This entry regarding football recruiting and in-state talent has a lot of information in it.
In the entry we said:
Again – the issue isn’t the gross amount of talent in the state of North Carolina. The issue is the disproportionately large number of local programs that the local talent must support. Add to this mix the fact that UNC-Charlotte is now considering the addition of a Division One football program and you wonder if local schools will soon be starting two-hundred point linemen. (The UNC Board of Governors would do well to squash this ‘dream’ right now!)
Right on cue the Charlotte Observer ran a series of front page articles regarding UNC-Charlotte’s potential interest in fielding a football program.
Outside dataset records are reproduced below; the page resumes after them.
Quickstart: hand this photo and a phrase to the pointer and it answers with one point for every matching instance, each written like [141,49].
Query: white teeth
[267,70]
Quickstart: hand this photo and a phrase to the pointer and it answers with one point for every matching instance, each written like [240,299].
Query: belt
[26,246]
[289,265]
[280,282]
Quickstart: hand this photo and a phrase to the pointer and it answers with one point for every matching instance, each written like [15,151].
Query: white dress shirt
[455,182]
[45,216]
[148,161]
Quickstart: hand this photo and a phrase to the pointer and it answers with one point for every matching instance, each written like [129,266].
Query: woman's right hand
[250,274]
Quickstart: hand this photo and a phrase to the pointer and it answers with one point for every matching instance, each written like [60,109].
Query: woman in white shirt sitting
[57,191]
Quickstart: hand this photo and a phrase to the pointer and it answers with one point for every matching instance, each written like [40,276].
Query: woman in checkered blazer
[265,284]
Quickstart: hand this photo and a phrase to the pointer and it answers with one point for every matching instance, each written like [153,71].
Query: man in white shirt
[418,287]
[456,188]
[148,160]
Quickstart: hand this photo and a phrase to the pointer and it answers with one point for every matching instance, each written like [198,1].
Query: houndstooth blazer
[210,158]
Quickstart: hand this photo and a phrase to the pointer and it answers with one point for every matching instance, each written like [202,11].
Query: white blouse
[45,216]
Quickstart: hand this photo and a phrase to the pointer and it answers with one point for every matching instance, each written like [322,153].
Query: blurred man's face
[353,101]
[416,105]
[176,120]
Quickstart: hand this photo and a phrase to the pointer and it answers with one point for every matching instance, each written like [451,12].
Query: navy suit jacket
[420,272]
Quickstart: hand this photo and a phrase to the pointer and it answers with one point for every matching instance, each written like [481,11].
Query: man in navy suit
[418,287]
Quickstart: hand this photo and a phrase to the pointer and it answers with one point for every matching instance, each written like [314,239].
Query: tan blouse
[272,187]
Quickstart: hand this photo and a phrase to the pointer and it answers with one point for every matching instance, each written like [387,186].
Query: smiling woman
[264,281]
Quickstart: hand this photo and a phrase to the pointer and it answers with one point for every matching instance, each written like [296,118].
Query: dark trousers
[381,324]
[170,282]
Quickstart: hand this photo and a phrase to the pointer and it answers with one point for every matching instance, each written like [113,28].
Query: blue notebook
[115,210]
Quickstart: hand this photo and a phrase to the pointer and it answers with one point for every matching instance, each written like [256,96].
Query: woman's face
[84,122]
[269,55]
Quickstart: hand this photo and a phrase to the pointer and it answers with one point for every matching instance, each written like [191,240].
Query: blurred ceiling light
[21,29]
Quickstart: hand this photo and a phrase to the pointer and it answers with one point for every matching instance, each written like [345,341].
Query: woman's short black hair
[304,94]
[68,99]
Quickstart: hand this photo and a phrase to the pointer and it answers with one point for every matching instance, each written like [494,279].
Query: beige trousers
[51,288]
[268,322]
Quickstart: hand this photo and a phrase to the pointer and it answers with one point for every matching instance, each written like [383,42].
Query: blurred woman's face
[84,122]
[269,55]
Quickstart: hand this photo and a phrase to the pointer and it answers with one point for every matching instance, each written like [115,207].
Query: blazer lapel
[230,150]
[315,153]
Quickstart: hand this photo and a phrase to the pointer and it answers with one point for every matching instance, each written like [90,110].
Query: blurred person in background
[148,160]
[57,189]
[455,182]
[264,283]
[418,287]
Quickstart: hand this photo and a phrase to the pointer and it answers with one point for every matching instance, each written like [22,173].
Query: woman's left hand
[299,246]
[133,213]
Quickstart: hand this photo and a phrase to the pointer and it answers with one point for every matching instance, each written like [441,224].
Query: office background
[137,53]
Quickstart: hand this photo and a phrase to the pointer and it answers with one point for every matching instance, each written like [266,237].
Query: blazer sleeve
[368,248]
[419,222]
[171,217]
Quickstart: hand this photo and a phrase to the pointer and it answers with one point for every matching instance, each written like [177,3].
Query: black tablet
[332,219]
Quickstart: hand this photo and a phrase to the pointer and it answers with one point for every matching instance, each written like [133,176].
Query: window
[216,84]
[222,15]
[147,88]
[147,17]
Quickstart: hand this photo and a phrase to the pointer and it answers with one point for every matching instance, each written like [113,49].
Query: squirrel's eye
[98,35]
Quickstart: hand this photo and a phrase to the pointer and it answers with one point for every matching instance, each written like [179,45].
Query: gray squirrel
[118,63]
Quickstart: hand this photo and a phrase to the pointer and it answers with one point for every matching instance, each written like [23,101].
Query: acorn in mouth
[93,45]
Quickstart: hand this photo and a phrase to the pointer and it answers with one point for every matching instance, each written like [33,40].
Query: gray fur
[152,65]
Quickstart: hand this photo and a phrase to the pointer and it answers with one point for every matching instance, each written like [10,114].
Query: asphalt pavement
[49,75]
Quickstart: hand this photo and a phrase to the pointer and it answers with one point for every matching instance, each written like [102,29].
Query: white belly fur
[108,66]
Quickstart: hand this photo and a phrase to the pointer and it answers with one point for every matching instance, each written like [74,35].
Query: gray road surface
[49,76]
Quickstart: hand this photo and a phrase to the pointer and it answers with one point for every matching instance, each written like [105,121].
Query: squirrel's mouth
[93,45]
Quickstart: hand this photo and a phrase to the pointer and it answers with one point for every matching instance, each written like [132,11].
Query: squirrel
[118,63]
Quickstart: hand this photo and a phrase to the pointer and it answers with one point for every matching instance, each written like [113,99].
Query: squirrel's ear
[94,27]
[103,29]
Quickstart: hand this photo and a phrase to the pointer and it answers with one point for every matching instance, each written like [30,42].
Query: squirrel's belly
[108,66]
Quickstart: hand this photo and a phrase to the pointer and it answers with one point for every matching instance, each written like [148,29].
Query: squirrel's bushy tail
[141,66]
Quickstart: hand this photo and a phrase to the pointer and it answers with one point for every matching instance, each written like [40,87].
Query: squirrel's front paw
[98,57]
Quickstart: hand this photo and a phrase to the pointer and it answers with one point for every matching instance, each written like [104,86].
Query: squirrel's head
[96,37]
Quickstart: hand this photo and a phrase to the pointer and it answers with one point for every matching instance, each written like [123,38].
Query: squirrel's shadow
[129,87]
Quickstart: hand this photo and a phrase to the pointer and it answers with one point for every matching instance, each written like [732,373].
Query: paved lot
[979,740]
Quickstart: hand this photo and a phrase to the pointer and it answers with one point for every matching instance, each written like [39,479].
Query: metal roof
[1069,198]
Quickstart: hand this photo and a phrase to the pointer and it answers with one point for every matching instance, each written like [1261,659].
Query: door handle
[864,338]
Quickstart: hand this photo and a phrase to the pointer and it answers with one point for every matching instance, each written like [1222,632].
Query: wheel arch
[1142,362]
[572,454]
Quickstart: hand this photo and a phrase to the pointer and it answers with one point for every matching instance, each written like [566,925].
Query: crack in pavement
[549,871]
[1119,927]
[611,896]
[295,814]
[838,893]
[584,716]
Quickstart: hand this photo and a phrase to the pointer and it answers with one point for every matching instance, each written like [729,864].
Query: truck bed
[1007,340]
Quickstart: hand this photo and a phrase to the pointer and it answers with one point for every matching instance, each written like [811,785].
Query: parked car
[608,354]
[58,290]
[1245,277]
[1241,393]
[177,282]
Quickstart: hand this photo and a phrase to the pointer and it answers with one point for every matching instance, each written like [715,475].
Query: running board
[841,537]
You can click here for the main article that includes a list of related links.
Chancellor Dubois is reluctant to talk about the spot — or any other potential site — because he doesn’t want the UNCC community to think he is in favor of football. He also doesn’t want anyone to think he is against it.
This, he will say: At the next UNCC board of trustees meeting, scheduled for Thursday, he will recommend that a citizen committee study the feasibility of football. “I’m optimistic they’ll agree,” he says.
The “F” Question, as Dubois calls it, has been an on-and-off topic at the school for decades — though never more than in the past five years, as UNCC has grown and tried to shed its commuter campus image. Last year, alumni started a Web site that takes nonbinding pledges for football. Students are rallying, wearing football T-shirts at basketball games.
Big-time football, Dubois knows, is tempting. He is a former University of Wyoming president; he understands how the sport can enhance the student and alumni experience, how it connects a college to its community. Since 1990, at least 40 schools have started football programs or moved into Division I-A, the NCAA’s top level.
“It’s a transformational decision,” he says.